Wednesday, July 8, 2015

Republicans Sure Would Hate Cuts They Supported

If you have been tuned into the news this week, you have seen the stories about House Appropriations Chairman Herb Frierson (R-Poplarville) calling together the heads of state agencies to warn them about possible funding cuts if Initiative 42 is approved by voters this November. This is not the first time Frierson has tried this divide and conquer strategy to try and win his position. He used similar talking points when he rejected any attempt to broaden access to Medicaid services in the state. He has killed any attempt to provide hospitals and medical professionals with more paying customers, and he is now trying to scare away and defeat any attempt to provide public schools with the resources they need to educate our students. The message from the Republicans is clear: if you vote to force us fund our own public education formula, then we are going to blame you for firing hundreds of people. This is a false choice set up by Frierson and his fellow House Republicans who refuse to roll back any corporate tax giveways or dip into $622 million of unappropriated revenue to make up the $200 million funding gap in K-12 education.

Herb Frierson
Here is the biggest dose of hypocrisy: Frierson voted for a 30 percent cut to state agency funding earlier this year. If you recall from this year's legislative session, Frierson and the Republicans voted for a politically-motivated cut of around 30 percent to the state's general fund. There were no hearings on the bill. There was no consultation with the state economist. There was no summoning of state agency leaders to alert them of the impacts. How many people would state agencies have had to lay off if the Republicans' tax cut bill had been signed into law? We will never know, because Frierson did not care to ask.

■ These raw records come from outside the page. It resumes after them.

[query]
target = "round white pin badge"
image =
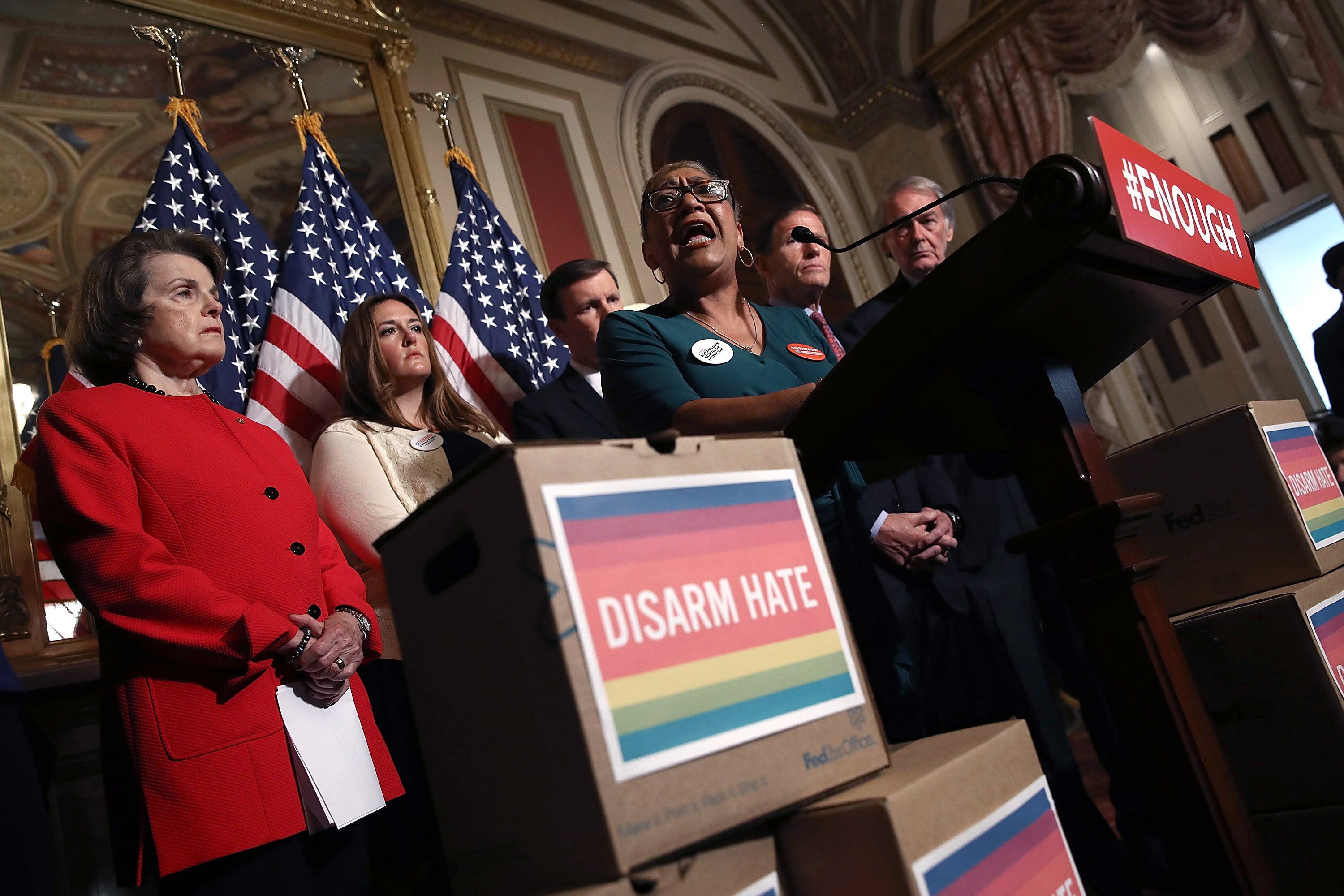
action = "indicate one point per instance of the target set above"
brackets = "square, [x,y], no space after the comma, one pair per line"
[426,441]
[711,351]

Frierson's crocodile tears underscore what we already know about their stunning hypocrisy: Republicans do not want to fully support Mississippi's education system. They are pulling out all the stops to deflect from their own failures on public education. Frierson and the leadership team of Speaker Philip Gunn (R-Clinton) can try to change the subject all they want, but the fact is well known that you can either be a Republican or support public education - but you cannot do both.

1 comment:

Anonymous said...

I think I'd change your tag line to be "You can either be a Republican or fund government agencies to do their job - but you cannot do both."

I don't think the legislature, governor or the people of this state realize just how close their government agencies are to total collapse. When you have as many state workers that are as underpaid, and close to retirement as MS has, you are on a knife's edge. When those senior workers quit, the people behind them are mostly VERY inexperience and incredibly underpaid. Every agency in order to maintain the years of budge cuts thrown at them, have done so by simply NOT hiring replacements to those that leave. They consolidate groups under one supervisor instead of promoting when a supervisory position comes open. Doing this means you DO NOT have anyone behind the current supervisors ready to step into leadership roles. New hires DO NOT STAY if they are competent, because they can almost double their pay elsewhere. Five years from now I fully expect to see story after story about how state government 'failed'. Why? Because you can't ask someone to be SEVERELY underpaid, while doing 3-4 jobs that they've never been trained to do. When it all falls apart it's going to be VERY expensive to fix.